Se podría enunciar las causas concretas pero en cualquier caso, en los tiempos que corren todo el mundo tiene razones, muchas y más que justificadas, para estar disgustado, cabreado, para estar verdaderamente harto de lo que nos está pasando porque parece que nos haya mirado no un tuerto, sino el más poderoso rey de todos los tuertos de la historia de la Humanidad.
No todas las razones son iguales, pero todas son dignas de respeto por el impacto que causan. Desarbolan nuestra vida, provocando una herida permanente que no cura. Lastran el espíritu, agrian el carácter, fomentan la tristeza y nos arrebatan, en resumen, esa alegría existencial que nos hace ver la vida como algo que hay que agradecer.
Hay quien está irritado por las cosas que ahora le obligan a hacer. Porque le han impuesto obligaciones que comprometen considerablemente su zona de confort. Desde la asfixiante mascarilla hasta las colas. Desde las citas previas a tener que escuchar ese nefasto parte diario de trágicas cifras que acongoja incluso a quienes más vocación de avestruz tienen.

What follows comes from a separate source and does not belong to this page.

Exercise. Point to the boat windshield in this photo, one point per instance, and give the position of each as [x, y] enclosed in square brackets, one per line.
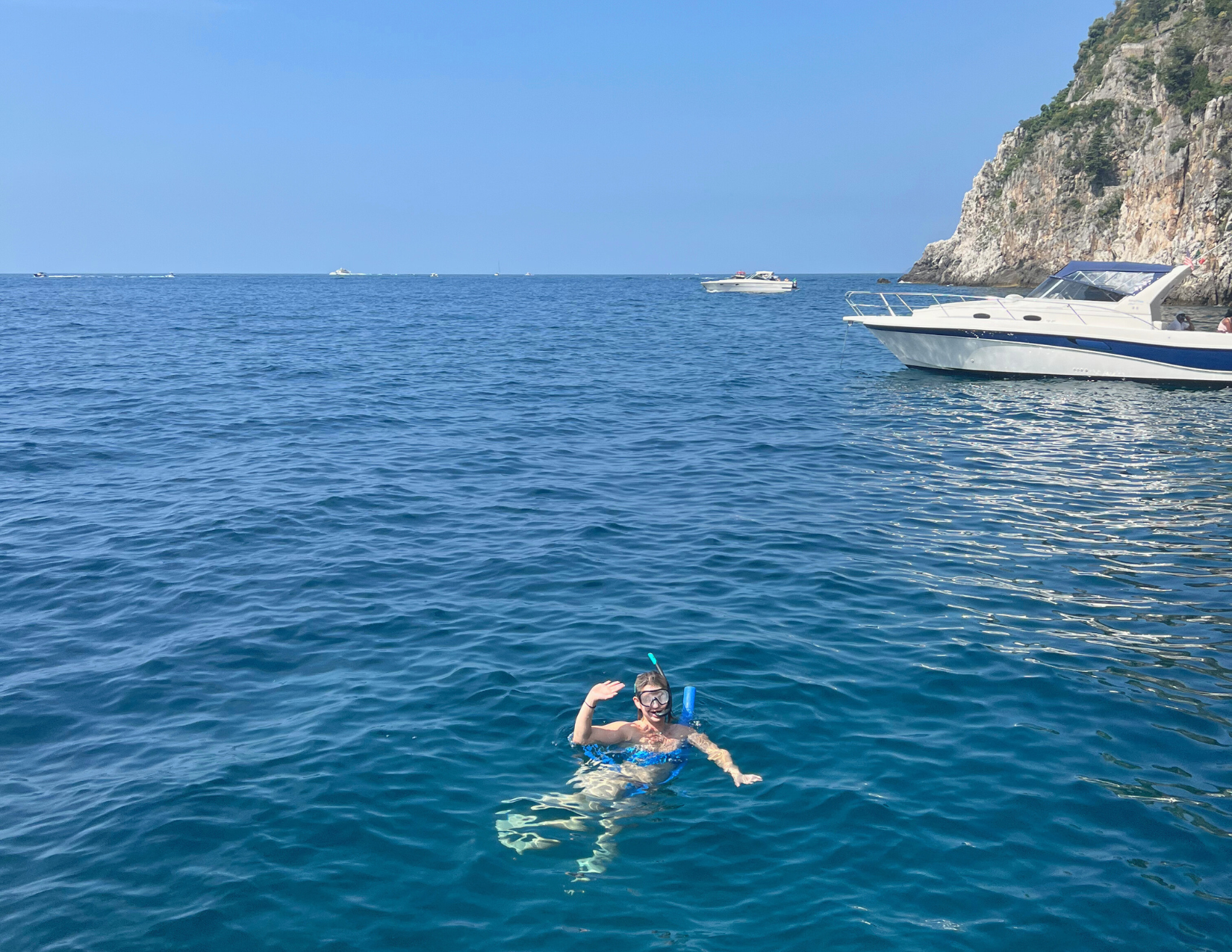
[1095, 284]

También abundan quienes se desesperan por lo que no pueden hacer, por tantas renuncias y cesiones. Porque no pueden tomar decisiones sobre la propia vida sin pedir permiso a nadie, ni consultar el último bando del ayuntamiento. Porque está prohibido el placer de viajar, de abrazar, hacer deporte o tomarse un bocata en una barra atiborrada. Porque no pueden salir y entrar, ir y volver a donde quieran y cuando quieran porque el virus nos ha encarcelado, rodeándonos de alambradas que no podemos ignorar, a menos que consideremos seriamente la posibilidad del sacrificio, propio y de quienes queremos ver sanos a toda costa.
Hay quien está disgustado, no por lo que le obligan a hacer, sino por lo que le hacen sentir. Muchos sienten miedo ante el futuro que no se presenta prometedor sino como un negro túnel cuyo final no se divisa. O peor aún, puede que termine en un paredón en el que nos estrellaremos sin remisión. Mucha gente que paseaba por la vida con confianza en el destino tiene ahora la sensación de ser frágil y vulnerable, habiendo aprendido a tortazos la cualidad efímera de la existencia, donde nada nunca estuvo asegurado.
Vivir con miedo a enfermar, a perder el trabajo, a no poder llenar la nevera es una forma de esclavitud porque ya no se toman decisiones en libertad sino atenazados por algo que no es prudencia, sino instinto de supervivencia, que no suele ser la mejor motivación para un grupo social.
Hoy, esta columna se escribe con indignación y nostalgia y quiere hacer un homenaje. A quienes ahí están, pero no vemos a causa de esa distancia social tan recomendable, que sin embargo como efecto colateral también nos distancia de afectos necesarios. A quienes dejan de estar en espacios importantes, personales y públicos, a causa de decisiones impuestas por la economía que no entienden ni quieren saber nada de lealtades. Desde esta ciudad de las damas, de larga vida ya, no queremos decir adiós, sino hasta luego.